The 2020 Hot Docs Festival—North America’s largest documentary film festival, normally held annually in Toronto—is showcasing 135 short and feature-length documentary films online, includes a number of science-themed works. Ira A. Goryainova’s film BILE is part of the Markers section which features experimental films that take new approaches to form. A cinematic essay on representations of illness throughout history, BILE features archival medical footage, Russian state propaganda, and Goryainova’s home movies that interweave her mother’s, and her own, interactions with the medical system.
Moscow-born Ira A. Goryainova is a director and video artist. She lives in Brussels where she is completing her PhD. We spoke with her on Skype about BILE, which is available to watch online through Hot Docs from May 28 through June 24.
Science & Film: How did you decide on a starting point for this film?
Ira A. Goryainova: I decided to work on the subject of illness, and like often happens in the beginning, I had no idea what exactly I was doing. I wanted to create an essay on how we portray illnesses throughout the centuries. That was my initial idea, and then I started to Google and collect information. When I work it's not just cerebral, but rather, I look at things and if it catches my attention, I continue with them.
S&F: Did you know when you started researching the extent to which the moving image has played such a role in changing the way that we see ourselves?
IAG: Actually, this film is part of my PhD research and the theme of my research is the body—the representation of it and the way we perceive our body, and how the body perceives what we see on screen. So yes, I had some ideas, of course. The entire film was an adventure for me of discovering all these little facts which are coincidence or not coincidence, which I think were running together at a certain period. For example, in 1897, x-rays and cinema are invented, and it is also the beginning of Freud's theories on dreams. He started to write about dreams in 1897 so for me this year is spectacular because three of the subjects meet each other.
S&F: If you had to say what your thesis is about this film, or what you learned through making it, what would you say?
IAG: I started my research with a very simple direction—it’s artistic research, so everything I do is artistic practice. While making this film, I ended up with Michel Foucault and his ideas on biopolitics and in particular on the medical gaze. From this I started to ask, what kind of power does an image have upon us? For example, an MRI image or an x-ray image is very powerful because it’s charged with knowledge. My main [question] is the difference between perceiving a documentary image and a fictional image.
In BILE, I created a new term, “hyper-documentary,” which is, for example, a medical image which is a pure registration of what there is, which you can't fake. In documentary you can fake my cutting and editing, but not in a medical image.
I want to ask what effect hyperdocumentary, documentary, fiction, and so on has. My research question is: what is the imperative relationship between the image and the body?
S&F: At what point did you begin to bring the more personal, home movie footage into the film?

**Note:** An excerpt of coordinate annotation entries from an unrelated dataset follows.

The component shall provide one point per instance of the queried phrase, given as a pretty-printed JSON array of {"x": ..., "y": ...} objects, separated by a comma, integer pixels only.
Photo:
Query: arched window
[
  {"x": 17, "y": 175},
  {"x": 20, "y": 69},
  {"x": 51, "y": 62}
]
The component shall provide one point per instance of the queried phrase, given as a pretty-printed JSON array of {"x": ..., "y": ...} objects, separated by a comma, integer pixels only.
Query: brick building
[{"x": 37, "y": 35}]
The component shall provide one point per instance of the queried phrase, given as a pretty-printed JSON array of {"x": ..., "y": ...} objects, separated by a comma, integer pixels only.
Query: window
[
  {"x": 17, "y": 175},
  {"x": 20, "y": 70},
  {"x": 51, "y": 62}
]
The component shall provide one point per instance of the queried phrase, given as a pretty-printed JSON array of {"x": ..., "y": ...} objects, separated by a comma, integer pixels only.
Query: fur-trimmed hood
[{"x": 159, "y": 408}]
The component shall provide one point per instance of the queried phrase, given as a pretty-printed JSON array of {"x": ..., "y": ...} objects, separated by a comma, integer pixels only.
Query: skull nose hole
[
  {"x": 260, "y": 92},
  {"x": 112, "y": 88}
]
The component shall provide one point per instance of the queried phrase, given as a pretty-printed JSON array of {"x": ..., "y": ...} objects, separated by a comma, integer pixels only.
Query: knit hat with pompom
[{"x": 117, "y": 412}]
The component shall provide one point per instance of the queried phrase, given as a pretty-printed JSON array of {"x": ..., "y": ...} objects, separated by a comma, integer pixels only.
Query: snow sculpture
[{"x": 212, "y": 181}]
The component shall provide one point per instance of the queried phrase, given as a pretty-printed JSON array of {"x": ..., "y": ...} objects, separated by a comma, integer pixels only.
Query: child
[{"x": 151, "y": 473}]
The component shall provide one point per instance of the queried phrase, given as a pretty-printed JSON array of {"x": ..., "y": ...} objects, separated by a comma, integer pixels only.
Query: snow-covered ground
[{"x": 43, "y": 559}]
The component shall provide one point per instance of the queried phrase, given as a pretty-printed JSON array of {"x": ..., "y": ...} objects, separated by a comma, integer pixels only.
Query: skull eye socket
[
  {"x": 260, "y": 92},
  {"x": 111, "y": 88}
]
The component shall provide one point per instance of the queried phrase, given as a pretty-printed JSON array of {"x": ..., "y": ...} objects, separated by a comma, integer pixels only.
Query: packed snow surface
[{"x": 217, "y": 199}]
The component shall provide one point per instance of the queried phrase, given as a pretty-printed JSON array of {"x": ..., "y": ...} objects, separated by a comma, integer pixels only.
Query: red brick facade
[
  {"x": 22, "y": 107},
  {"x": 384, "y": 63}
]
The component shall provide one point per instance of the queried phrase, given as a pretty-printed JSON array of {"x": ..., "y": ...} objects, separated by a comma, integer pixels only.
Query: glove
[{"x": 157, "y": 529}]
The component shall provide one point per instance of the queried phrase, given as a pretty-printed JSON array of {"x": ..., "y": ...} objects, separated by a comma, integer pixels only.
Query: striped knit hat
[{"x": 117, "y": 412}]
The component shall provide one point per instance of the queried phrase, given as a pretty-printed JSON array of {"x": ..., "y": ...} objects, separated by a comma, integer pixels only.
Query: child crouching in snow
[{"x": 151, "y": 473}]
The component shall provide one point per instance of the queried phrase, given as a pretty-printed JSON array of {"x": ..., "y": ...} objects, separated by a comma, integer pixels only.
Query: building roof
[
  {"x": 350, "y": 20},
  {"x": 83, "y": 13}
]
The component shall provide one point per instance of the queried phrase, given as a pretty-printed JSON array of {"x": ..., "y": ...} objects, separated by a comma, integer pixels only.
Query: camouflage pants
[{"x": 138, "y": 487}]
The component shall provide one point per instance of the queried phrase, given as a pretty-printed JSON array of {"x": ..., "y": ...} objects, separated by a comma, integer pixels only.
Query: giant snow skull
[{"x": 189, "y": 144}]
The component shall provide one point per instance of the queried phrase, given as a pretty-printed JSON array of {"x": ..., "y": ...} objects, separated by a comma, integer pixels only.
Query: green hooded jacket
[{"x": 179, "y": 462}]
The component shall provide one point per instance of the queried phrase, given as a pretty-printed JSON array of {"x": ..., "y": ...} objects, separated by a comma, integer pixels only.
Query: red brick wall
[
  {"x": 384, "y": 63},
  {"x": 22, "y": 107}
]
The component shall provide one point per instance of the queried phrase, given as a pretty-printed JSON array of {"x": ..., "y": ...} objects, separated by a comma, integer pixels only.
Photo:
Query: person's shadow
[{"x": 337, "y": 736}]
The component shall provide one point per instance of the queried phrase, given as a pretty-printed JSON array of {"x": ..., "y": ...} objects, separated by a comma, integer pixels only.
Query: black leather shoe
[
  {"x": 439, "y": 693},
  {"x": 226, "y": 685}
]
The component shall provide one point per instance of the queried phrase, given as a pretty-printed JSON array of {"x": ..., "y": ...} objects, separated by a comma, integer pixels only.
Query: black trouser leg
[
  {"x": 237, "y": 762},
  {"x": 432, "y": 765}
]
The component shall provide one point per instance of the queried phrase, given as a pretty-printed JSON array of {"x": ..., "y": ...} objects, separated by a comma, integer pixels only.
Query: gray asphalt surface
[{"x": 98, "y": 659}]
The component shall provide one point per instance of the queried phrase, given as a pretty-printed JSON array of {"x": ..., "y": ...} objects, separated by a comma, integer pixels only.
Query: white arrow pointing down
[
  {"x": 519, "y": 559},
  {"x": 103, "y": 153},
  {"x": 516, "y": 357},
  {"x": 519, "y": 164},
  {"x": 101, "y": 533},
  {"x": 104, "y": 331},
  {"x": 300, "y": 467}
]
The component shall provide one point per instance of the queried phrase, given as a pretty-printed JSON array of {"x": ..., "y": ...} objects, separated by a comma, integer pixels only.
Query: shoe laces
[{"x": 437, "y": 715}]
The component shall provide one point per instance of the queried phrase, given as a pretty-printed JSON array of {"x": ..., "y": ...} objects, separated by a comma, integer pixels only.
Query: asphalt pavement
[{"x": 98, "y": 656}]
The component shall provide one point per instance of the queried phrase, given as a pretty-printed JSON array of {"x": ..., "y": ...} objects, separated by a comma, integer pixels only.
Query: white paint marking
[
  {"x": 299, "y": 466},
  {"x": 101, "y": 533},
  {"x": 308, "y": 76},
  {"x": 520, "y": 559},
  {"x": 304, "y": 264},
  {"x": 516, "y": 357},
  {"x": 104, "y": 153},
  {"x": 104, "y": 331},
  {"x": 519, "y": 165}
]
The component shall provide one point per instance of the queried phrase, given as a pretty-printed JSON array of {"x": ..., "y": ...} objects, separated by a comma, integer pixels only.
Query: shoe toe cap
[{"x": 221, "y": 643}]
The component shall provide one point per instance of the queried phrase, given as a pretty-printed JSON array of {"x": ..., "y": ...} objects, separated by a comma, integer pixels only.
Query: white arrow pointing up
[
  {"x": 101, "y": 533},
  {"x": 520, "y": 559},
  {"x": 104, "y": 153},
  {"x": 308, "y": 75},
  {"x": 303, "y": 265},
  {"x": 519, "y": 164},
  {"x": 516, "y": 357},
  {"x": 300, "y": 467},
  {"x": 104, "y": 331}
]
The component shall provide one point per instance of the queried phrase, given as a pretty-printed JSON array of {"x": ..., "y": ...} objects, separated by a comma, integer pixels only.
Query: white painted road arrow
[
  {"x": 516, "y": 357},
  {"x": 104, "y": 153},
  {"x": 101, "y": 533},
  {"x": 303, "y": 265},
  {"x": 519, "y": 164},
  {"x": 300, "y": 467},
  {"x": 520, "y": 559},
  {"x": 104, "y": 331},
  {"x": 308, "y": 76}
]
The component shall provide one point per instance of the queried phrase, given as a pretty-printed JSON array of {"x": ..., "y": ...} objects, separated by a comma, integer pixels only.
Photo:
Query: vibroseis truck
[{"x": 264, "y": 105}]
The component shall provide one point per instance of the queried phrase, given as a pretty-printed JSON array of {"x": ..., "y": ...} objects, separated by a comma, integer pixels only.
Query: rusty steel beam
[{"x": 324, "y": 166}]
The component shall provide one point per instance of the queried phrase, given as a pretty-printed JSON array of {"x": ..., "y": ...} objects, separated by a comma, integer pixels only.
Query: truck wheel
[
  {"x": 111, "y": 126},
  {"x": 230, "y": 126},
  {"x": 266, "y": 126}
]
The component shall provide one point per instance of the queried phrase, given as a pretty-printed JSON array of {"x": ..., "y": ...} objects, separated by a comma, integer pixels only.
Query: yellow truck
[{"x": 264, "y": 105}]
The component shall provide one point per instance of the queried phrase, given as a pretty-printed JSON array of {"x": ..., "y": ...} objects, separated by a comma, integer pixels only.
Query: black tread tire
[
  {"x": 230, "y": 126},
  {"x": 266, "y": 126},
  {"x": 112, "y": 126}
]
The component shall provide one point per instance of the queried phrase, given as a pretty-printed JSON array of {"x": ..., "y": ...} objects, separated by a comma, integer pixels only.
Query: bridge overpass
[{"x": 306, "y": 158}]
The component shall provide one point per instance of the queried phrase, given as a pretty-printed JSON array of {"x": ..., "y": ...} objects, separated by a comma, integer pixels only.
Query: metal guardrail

IAG: Actually quite early. I realized that unconsciously I was coming back to the illness of my mother, and when my mother was sick I saw so many MRIs—before I even started to work on this film, I could already understand what an MRI means. But I was not expecting that [the home movies] would end up so much there. When I started to re-watch the archive of my family I realized that it was super interesting, maybe not in the context of Europe or in the Western part of the world, but in the context of Russia because it was taken very soon after the fall of the Soviet Union and VHS cameras were still very rare. It’s a document which is very important, there are not so many recordings of things like that, like New Years celebrations. When I went with BILE to Moscow, people came up to me saying, this footage is amazing.
Using the political footage, I wanted to show the contrast between the government and how it uses an individual for its own sake, and how an individual next to it is just nothing. In Russia, and in all totalitarian countries, body, medicine, and physical culture are very important things in propaganda.
S&F: Why is that?
IAG: I guess because it’s a very easy way to influence people. Like, for example, do you know this thing—earworms? Like when you hear a melody and it keeps on playing?
S&F: Yes, of course. Something stuck in your head.
IAG: I wonder what kind of effect a video image has on us, because it doesn’t stay in front of our eyes on the retina for a whole day, but deeper in the mind. In Nazi Germany they were using a lot of film, in Russia also, and I guess today too. In Western countries it’s not politicians but companies and corporations who are doing that.
S&F: I wonder if you’ve thought about how people’s reaction to the film might be different, watching it now during the pandemic versus at a festival beforehand?
IAG: I started working on BILE when the only thing people were busy with was this hysterical desire to be healthy, eat healthy, jog, run, yoga, whatever. Now it’s even more. Health is the new religion, and thanks to the pandemic it will become even more so. People will have a much bigger vocabulary so I can imagine that there will be more interest in a film like mine now. But at the same time, I don't know if it’s a good thing, because then you look at it not with the perspective to which I was intending but a perspective of fear of death. During a pandemic is very different than not. When everything goes fine, your fear of death is very abstract. Now it's not.
BILE is written, directed, and edited by Ira A. Goryainova, and produced by Peter Krüger. The film made its world premiere at IDFA in 2019, and is available to watch online via Hot Docs from May 28 through June 24.